Они обернулись и посмотрели с удивлением.
– Так ты мне не скажешь? – спросил Алатай.
– Нет, – сказала меньшая. – Почему я должна тебе сказать? Однако, – она задумалась. – Если верно ты так смел, что выследил лэмо, приходи завтра в сумерках на верхний край урочища. Там будет три серых камня. Если не испугаешься, сам увидишь, что хочу я сказать царю.
Алатай заметил, что другие девы с недоумением посмотрели на нее. Но больше не стал их окликать. Сердце его прыгало, и радость рвалась из груди, когда бегом пустился он обратно к костру.

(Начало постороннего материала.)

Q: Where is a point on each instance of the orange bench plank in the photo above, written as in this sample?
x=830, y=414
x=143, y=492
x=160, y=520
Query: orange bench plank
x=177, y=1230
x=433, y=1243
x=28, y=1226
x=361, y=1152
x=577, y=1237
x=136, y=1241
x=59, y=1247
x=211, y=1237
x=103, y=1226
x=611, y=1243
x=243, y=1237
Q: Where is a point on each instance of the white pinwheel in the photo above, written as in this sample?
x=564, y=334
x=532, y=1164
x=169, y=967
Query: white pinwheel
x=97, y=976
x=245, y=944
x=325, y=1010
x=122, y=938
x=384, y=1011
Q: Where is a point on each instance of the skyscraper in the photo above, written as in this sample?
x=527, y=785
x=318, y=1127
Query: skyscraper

Праздник покатил как ручей с горы, как всегда, каждый год приходил он таинственно быстро, обновлял и вдруг преображал все вокруг. С рассвета вся поляна казалось другой, и люди были не те, что накануне, и радостны, по-детски просты были все их дела и игры. Алатай любил это и дивился такой перемене, и нынче он тоже бродил с Эвмеем по поляне, показывая ему все и объясняя, и сам себе казался иным. Одна лишь мысль о вечерней встрече с юной девой не отпускала его и держала подтянутыми все мышцы, как перед боем.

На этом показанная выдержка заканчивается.